Dans l’Europe médiévale, les animaux pouvaient être jugés (pour crimes et délits) comme à peu près n’importe quel autre membre ordinaire de la communauté humaine. Avec René Descartes et la modernité médicale, l’animal est devenu machina animata. Une machine animée, sans âme, pouvant faire l’objet de tests sans que ne soient enfreintes les règles de l’éthique. Avec l’époque contemporaine, le clivage ne s’est pas résorbé : production industrielle de viande d’un côté, sépultures pour animaux de compagnie de l’autre. Et à l’instar de la chatte Choupette, du défunt Karl Lagerfeld, certains animaux peuvent même frôler le statut juridique d’héritier. Et détenir des fortunes considérables. Le droit des animaux est ainsi l’une des branches les plus effervescentes de l’éthique contemporaine. C’est dans ce contexte d’ébullition que le Design Museum Gent [Musée du Design de Gand, en Belgique] présente l’exposition « Animaux sur mesure. Design entre l’homme et l’animal ».
« Animaux sur mesure. Design entre l’homme et l’animal » au Design Museum Gent
Exposition collective, « Animaux sur mesure » réunit des pièces de différents créateurs contemporains. Entre expérience et ironie, Paramount (2012) du designer munichois Konstantin Grcic (éditée par Architecture for Dogs), propose par exemple une sorte de piédestal pour caniches. Avec un vaste miroir entouré de lampes, comme dans les loges de stars. En réalité la pièce joue sur le test cognitif du miroir. Si certains animaux sont réputés le réussir — se reconnaître et donc être conscient de soi —, les chiens non. Comme le note Konstantin Grcic, cela peut aussi montrer que tous les animaux ne font pas de la vue leur sens de référence. Dans une autre veine, l’exposition présente une performance du designer londonien Thomas Thwaites — A holiday from being human (GoatMan), 2016-2017. Soit une expérience au cours de laquelle, augmenté de prothèses, il aura vécu quelques jours en compagnie de chèvres, dans les Alpes suisses.
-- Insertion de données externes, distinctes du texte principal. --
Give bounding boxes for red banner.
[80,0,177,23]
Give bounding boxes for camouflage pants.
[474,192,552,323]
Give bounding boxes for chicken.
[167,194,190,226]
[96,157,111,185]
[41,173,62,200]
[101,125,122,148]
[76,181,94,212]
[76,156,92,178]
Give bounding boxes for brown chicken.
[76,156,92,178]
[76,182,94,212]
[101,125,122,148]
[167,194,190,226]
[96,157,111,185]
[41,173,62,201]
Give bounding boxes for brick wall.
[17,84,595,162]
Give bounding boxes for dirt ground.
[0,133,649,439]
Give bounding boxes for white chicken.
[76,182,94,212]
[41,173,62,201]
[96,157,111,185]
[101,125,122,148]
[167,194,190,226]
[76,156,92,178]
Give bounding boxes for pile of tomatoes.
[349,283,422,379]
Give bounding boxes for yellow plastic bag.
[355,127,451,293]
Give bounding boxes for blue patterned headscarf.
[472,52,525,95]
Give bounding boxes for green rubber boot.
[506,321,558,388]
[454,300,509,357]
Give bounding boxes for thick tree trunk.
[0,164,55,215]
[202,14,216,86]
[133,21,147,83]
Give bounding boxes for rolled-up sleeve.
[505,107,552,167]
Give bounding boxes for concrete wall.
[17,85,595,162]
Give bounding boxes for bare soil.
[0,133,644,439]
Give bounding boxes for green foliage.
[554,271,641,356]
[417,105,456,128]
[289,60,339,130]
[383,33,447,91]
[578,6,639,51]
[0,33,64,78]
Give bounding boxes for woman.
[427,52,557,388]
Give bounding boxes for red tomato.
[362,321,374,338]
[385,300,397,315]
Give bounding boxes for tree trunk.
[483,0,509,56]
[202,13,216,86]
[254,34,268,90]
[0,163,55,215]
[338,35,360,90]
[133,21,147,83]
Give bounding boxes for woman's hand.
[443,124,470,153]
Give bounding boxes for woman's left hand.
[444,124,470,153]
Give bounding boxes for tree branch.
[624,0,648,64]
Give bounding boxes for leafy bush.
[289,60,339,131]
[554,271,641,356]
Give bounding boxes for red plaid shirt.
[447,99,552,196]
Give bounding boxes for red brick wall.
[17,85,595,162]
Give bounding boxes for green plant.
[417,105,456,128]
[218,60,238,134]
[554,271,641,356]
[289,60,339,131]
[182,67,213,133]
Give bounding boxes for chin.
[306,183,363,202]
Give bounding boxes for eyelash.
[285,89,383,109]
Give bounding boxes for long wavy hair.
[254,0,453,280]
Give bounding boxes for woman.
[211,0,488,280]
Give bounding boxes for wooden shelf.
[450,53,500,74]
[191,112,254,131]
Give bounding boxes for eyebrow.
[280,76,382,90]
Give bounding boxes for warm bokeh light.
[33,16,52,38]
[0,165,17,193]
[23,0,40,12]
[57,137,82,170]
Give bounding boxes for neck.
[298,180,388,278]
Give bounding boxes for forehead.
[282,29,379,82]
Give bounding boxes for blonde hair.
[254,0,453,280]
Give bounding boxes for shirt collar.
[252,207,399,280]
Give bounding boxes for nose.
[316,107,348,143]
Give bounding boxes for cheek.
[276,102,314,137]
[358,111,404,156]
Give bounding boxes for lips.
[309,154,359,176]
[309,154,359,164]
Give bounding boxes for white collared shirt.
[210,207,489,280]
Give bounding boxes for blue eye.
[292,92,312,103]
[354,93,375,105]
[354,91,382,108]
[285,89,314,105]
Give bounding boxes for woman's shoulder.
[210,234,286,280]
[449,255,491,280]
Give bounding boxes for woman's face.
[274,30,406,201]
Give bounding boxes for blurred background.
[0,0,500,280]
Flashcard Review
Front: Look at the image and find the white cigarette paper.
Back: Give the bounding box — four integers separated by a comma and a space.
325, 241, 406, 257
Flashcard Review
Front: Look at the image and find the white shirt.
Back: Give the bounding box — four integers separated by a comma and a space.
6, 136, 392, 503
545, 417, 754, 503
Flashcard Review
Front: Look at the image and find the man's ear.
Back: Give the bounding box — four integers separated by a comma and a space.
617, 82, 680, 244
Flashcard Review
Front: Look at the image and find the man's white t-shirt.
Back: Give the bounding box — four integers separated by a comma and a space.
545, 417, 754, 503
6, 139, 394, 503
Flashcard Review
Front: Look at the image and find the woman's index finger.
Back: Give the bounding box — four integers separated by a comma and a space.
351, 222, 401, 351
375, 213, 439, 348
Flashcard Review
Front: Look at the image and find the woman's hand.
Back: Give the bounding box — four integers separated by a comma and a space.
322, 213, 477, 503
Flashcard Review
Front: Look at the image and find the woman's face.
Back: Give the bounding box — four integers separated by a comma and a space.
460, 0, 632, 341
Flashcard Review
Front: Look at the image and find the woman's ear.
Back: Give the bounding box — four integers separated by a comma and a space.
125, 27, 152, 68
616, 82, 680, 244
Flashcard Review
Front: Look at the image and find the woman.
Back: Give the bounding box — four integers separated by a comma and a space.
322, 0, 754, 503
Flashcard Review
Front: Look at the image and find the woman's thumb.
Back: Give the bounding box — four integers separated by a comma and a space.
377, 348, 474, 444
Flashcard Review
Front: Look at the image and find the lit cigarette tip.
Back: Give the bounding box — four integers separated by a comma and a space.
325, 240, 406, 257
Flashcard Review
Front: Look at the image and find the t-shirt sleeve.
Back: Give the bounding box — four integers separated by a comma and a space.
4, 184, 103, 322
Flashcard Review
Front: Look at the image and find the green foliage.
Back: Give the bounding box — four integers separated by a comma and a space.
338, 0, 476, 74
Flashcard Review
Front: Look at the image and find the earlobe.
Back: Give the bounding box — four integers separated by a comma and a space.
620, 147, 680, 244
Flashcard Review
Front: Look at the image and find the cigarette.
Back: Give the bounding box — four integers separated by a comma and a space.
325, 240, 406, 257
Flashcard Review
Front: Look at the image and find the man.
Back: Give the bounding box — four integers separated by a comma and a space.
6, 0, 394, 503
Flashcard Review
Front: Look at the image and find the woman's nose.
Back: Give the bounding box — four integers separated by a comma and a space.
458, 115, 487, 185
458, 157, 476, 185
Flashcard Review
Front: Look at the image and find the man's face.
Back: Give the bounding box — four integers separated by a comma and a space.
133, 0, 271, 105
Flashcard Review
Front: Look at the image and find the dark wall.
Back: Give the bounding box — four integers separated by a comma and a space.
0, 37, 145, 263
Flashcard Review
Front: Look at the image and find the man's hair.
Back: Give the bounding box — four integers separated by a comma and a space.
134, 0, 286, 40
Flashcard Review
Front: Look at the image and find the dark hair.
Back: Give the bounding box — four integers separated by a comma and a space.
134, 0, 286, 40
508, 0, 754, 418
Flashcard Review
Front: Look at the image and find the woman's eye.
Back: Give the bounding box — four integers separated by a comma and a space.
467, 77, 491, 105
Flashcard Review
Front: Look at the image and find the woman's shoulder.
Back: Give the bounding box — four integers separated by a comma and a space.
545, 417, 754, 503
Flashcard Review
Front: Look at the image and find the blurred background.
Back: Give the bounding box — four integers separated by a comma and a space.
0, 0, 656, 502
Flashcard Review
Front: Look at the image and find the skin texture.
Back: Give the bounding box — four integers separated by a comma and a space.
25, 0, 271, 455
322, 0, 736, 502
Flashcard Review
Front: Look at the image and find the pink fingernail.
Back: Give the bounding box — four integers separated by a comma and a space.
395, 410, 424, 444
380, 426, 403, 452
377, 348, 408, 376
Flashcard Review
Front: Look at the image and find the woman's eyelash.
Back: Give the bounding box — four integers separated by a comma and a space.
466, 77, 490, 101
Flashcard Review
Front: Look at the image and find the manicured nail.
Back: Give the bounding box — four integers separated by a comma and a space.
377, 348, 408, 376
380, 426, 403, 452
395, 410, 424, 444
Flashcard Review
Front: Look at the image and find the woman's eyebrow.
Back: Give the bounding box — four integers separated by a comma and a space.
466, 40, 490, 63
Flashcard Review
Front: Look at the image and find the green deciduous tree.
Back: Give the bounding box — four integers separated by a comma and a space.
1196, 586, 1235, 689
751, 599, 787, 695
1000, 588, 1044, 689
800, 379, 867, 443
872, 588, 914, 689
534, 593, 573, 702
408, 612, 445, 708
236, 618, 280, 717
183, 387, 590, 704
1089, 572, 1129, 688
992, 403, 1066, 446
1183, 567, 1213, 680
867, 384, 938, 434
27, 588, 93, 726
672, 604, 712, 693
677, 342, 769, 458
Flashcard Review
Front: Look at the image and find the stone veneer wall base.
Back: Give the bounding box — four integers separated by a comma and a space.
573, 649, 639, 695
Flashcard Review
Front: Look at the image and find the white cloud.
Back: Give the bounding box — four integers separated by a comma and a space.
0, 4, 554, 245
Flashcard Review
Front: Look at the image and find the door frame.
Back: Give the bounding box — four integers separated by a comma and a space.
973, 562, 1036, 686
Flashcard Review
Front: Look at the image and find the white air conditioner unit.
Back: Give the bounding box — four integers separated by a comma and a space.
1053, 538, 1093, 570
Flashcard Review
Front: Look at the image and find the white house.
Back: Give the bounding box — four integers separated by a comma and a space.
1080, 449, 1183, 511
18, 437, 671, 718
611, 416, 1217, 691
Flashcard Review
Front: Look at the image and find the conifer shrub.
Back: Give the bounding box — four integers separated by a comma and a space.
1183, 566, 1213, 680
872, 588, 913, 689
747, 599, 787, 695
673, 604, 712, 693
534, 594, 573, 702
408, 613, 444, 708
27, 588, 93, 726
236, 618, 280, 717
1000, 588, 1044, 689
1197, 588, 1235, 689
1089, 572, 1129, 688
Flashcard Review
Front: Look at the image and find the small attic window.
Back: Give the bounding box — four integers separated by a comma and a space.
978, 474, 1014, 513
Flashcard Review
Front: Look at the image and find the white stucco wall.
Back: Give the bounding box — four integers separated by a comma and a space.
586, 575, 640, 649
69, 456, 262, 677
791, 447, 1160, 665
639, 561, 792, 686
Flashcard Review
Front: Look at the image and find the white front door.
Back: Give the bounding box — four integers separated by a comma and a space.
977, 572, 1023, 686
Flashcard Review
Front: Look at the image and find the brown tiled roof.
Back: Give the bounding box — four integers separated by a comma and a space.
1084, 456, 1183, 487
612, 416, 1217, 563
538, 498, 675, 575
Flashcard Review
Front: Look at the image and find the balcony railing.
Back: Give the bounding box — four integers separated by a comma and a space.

Des rapports hétéroclites, de l’exploitation à la sacralisation, par le prisme du design
Diversifiée, l’exposition « Animaux sur mesure. Design entre l’homme et l’animal » s’articule ainsi autour d’une question. À savoir « Comment les êtres humains et les animaux peuvent-ils vivre ensemble de façon durable et quelles possibilités la technologie et la science ouvriront-elles à l’avenir ? » Et oscillant entre l’anecdotique, le sérieux et le ludique, le parcours proposé explore les influences animales dans le design contemporain. Des chaussures aux imprimés zébrés à la mise en plis d’un cochon d’Inde (alias cobaye)… Des steaks en laine aux cornes prothétiques… De la viande de culture aux substituts robotisés d’animaux de compagnie… À l’heure ou l’extinction massive des espèces impacte directement les perspectives de survie humaine, l’exposition « Animal sur mesure » interroge à son tour les rapports entre animaux humains et non-humains. Un rapport qui n’a rien d’évident ; un rapport dont les designers s’emparent, sous toutes les coutures, pour mieux en souligner les interdépendances.